Paulo Maria de Aragão (*)

A natureza é pródiga em processos de sobrevivência. Admirável é o fenômeno do mimetismo por meio do qual certos animais safam-se do perigo ou atacam a presa, assumindo parecenças e características do meio ambiente.

No relacionamento humano, esse fenômeno é imitado por falsificação; não importam os meios: acende-se uma vela para Deus, e outra para o Diabo.

Nesse palco metamórfico, no baile das aparências, as mariposas volteiam. Suavemente pousam nas mesas, hábeis no falar sobre a generosidade da alma e a perfeição da virtude.

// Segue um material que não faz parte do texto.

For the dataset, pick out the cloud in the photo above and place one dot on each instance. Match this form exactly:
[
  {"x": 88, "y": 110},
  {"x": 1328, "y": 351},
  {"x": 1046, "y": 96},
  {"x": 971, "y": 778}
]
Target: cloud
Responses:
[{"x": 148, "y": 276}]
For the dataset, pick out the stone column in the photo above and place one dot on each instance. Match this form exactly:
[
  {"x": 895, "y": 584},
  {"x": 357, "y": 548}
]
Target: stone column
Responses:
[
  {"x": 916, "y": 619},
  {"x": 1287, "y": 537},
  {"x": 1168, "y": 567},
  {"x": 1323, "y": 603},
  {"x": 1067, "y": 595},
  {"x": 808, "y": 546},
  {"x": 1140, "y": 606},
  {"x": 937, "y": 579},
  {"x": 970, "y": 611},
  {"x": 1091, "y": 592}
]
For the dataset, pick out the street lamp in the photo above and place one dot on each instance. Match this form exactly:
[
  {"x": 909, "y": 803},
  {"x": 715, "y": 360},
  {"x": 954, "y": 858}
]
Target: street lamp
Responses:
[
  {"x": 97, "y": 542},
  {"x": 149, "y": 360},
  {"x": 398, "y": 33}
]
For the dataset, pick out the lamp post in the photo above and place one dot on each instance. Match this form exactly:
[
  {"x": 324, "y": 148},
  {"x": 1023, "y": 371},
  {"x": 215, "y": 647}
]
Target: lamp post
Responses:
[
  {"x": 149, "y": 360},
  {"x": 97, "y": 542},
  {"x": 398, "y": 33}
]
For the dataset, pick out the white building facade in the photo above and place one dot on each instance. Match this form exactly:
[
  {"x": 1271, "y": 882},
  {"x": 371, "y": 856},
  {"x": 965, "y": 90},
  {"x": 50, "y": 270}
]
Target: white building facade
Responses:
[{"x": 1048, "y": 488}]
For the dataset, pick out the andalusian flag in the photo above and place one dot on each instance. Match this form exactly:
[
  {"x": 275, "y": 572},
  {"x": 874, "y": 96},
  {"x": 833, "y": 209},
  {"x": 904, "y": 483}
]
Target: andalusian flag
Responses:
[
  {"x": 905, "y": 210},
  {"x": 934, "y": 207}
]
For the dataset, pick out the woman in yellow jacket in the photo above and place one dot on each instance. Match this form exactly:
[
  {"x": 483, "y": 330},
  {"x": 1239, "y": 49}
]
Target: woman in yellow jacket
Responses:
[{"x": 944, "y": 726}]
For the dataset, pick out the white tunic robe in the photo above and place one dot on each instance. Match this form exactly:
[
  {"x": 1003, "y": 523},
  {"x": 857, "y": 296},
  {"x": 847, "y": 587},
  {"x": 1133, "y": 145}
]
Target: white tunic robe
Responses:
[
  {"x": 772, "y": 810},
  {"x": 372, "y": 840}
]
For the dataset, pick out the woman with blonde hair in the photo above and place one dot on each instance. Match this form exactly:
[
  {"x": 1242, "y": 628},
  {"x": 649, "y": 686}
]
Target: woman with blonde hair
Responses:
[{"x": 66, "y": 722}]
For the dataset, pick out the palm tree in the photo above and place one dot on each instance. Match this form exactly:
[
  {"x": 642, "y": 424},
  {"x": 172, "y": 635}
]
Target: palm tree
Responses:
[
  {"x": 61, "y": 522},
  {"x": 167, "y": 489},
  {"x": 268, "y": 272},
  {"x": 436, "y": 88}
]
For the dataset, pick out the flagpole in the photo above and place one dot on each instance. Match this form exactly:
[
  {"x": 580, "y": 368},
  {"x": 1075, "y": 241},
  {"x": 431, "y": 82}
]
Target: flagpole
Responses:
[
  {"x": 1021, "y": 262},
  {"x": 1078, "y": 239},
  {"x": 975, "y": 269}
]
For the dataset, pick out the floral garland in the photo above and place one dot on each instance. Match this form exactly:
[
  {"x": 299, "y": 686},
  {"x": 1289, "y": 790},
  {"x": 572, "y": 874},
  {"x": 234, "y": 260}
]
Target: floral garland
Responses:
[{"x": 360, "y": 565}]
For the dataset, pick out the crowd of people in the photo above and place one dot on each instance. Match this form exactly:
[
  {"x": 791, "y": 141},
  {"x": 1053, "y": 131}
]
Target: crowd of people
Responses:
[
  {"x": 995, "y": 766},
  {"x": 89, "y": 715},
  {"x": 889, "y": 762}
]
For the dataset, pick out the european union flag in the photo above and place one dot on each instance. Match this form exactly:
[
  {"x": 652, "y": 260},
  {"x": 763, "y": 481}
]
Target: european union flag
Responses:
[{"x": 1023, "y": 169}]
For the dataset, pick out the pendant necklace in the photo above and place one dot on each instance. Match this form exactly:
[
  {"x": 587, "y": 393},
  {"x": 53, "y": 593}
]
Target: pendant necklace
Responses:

Movem-se conforme sopra o vento e, quando este muda de direção, acompanham o seu sopro, mudando também a retórica. Tão desprezíveis gestos equivalem a fazer passar moedas de cobre como moedas de ouro. Isso é degradante.

Pela duplicidade de atos, acha-se aí a duplicidade própria da natureza humana, que se exercita mediante exímias encenações. Miméticas mariposas, voláteis e espertas, buscam a luz noturna das reuniões falazes, esquecendo a verdadeira luz da manhã. Será que a claridade do dia as deixa mais sensíveis ao piar das corujas e a outros predadores naturais? Ausentam-se a sabedoria e a autenticidade.

As pessoas querem ser o que não são.  Atributos inerentes à espécie humana, como decência e justiça, a cada dia, caem pelos desvãos do esquecimento, enquanto a irrealidade é vendida em belas embalagens, prosperando a mentira e o fingimento

A vida continua, rareiam os autênticos apóstolos do bem. É a época da subversão de valores. Parece que a verdade só é conhecida na linguagem poética, porquanto os ditos humanos só imitam a parte boa dos animais para desvirtuá-la.

Por que não tiram o mesmo proveito e a mesma lição de vida do joão-de-barro, que constrói o ninho como uma bela obra de arte? Da aranha que tece delgados fios? Por que não imitam a lealdade canina e a própria amizade entre animais de espécies distintas?

Ao final, relembro aqui Cazuza: “Pra que mentir/ fingir que perdoou…/ pra que usar de tanta educação, pra destilar terceiras intenções… /Devagarinho, flor em flor entre os meus inimigos, beija-flor”.

(*) Advogado, professor e membro do Conselho Estadual da OAB-CE.